Installing a new vent and walking on my metal roof

Guest User
6/8/2002
I have a metal roof on my house that resembles tile. I want to install a new vent for a bathroom exhaust fan. The roof panels are tightly layered such that I don't believe I can slip the flashing of a vent underneath the uphill roof panel. Do I simply use plastic roof patch to insure a leakproof installation. Any tricks? ALSO does anyone have any suggestions for walking on this roof. It requires CAREFUL placement of your foot on the seams....very hard to get around and maintain balance when restricted to walking on the seams only....many panels dented from other careless workers before me. I don't believe the Korkers (shoes) would be adequate to prevent denting. Would stepping on small pieces of plywood possibly covered on the bottom with a traction aid work?
Todd Miller
Classic Products, Inc.
6/8/2002
Not knowing exactly what product you have on your home, it's a little tough to give good advice on the walking issue. Normally, though, I would walk on the areas of the profile which are closest to the roof deck. This, in all likelihood, would not involve the seams. Yes, you could place planks or plywood on the roof. Preferably, use old carpeting or foam insulation or furniture foam underneath the wood.
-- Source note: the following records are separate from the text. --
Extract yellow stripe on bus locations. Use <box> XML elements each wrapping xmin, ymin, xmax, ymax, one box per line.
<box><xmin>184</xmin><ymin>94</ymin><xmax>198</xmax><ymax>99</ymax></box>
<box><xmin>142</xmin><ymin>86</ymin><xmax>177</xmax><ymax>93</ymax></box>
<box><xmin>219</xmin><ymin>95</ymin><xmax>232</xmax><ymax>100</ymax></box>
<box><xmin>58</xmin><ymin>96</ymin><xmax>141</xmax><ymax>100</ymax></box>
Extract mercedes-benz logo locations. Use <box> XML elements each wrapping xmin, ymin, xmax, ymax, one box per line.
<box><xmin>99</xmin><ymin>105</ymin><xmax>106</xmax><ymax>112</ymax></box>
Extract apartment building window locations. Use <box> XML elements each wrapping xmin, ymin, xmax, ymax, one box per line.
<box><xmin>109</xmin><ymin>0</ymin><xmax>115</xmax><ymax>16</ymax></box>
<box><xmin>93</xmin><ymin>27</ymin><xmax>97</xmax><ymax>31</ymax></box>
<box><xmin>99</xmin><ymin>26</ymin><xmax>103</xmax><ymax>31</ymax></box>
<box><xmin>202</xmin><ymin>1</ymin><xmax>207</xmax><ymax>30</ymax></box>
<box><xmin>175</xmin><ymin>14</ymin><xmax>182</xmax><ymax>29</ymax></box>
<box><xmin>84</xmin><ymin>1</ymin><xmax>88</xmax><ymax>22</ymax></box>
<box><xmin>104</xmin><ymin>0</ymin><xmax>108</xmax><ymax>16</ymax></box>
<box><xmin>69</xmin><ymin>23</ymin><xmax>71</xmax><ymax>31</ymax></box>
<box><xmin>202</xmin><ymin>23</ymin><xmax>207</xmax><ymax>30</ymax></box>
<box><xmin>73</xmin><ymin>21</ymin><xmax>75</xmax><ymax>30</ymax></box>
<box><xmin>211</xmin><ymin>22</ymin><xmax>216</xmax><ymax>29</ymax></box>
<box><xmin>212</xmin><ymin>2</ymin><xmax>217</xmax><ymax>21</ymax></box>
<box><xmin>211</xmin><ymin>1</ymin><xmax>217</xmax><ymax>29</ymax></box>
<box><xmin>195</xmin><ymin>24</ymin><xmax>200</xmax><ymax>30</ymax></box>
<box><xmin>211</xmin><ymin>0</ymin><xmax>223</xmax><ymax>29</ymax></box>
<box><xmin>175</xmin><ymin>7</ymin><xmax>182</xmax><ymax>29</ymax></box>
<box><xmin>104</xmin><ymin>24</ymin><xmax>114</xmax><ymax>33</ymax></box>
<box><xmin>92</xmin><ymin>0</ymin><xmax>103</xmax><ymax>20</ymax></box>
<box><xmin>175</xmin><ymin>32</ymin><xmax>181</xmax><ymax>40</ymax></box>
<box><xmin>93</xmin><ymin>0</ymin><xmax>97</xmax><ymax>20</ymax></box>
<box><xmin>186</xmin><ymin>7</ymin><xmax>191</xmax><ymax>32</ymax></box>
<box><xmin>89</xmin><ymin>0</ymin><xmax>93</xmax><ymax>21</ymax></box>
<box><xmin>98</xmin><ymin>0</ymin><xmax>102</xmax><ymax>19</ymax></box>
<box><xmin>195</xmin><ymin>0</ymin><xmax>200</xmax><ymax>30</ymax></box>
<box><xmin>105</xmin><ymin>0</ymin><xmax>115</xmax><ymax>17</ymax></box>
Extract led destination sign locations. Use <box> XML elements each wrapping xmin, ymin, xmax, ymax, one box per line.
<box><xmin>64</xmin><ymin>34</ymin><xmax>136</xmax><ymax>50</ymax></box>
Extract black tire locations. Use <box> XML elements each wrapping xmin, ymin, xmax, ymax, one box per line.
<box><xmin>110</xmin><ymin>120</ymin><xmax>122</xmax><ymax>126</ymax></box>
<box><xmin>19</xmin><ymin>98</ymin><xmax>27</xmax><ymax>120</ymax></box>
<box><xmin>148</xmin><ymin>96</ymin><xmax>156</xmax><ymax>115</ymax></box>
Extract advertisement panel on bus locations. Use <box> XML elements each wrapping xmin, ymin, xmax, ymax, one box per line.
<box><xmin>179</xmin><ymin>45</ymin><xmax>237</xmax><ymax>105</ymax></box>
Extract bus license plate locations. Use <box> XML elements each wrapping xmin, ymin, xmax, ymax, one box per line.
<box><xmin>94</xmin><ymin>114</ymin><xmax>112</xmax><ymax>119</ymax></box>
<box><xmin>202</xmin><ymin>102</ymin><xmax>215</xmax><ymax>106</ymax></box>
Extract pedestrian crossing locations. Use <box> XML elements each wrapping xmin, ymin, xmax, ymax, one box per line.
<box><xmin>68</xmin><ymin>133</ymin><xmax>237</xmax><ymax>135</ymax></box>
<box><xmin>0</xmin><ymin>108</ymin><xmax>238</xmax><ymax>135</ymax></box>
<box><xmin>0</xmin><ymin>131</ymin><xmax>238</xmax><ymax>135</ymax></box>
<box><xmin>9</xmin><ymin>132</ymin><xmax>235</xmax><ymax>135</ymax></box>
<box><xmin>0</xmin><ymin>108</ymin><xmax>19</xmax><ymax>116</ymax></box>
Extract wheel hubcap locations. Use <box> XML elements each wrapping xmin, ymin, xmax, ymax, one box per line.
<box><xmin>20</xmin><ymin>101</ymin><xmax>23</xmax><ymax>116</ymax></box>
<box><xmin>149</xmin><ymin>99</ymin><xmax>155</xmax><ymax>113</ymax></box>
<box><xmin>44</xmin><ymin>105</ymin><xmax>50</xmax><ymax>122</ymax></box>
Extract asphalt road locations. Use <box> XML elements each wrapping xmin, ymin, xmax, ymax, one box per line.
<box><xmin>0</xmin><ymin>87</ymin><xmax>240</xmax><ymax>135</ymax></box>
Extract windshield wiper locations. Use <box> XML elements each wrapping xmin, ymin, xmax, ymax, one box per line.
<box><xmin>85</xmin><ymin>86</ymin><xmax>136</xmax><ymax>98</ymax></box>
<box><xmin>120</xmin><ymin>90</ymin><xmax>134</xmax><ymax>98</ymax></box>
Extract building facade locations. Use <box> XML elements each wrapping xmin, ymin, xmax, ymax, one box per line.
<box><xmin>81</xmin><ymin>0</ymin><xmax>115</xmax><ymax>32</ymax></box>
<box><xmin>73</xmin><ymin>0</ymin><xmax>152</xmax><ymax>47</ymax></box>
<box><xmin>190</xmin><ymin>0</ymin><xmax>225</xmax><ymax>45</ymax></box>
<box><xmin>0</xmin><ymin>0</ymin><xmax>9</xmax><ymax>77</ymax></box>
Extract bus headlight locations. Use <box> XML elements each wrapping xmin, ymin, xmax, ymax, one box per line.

When you walk on the wood, then, your weightload will be dispersed. As for putting in the vent ... this really depends upon the profile of roof you have. Do you know who the manufacturer was? Can you contact them for instructions? Also, you might find it simplest just to get an experienced metal roofing contractor to do the work. In some cases, it might work best to "box in" the vent and actually mount it a little bit above the roof level -- that way you're flashing around an evenly shaped box rather than a vent. Well, let me know how I can help further. Any information on the product that you have on your roof would be very helpful.
Allan Reid
Dura-Loc Roofing Systems, Inc.
2/18/2003
I'M CONFUSED ON SOME OF THE Q & A THAT I HAVE BEEN READING. MY QUESTION IS THAT I'M FIXING TO HAVE VERTICAL PANEL METAL ROOFING INSTALLED OVER MY SHINGLE ROOFING. THE CONTRACTOR STATES THAT HE WILL TAKE OUT THE 4 EXHAUST TURBINS THAT ARE ON THE ROOF NOW, HE STATES THAT I WONT NEED THEM ANYMORE.MY CONCERN IS THAT WILL MY HOME GET TO HOT IN THE SUMMER AND TO COLD IN THE WINTER. I LIVE IN LAKE CHARLES LA. SHOULD THE TURBIN VENTS STAY???
Todd Miller
Classic Products, Inc.
2/18/2003
All attics, unless they are completely sealed with a a vapor barrier and insulation, need to have positive ventilation. The ventilation helps keep the house cooler in the summer and, in northern climates, helps to avoid ice damming in the winter. In all seasons and all climates, it helps to avoid an unhealthy and potentially very damaging buildup of moisture in the attic. Positive ventilation requires intake and exhaust vents. Typical construction design has intake vents in the soffits (overhangs) and then exhaust vents near or in the ridge (peak) of the roof. In some cases, particularly on homes without overhangs, cross ventilation can be achieved somewhat through gable vents and power fans. If your turbines are being removed, the installer needs to do something else to achieve positive ventilation.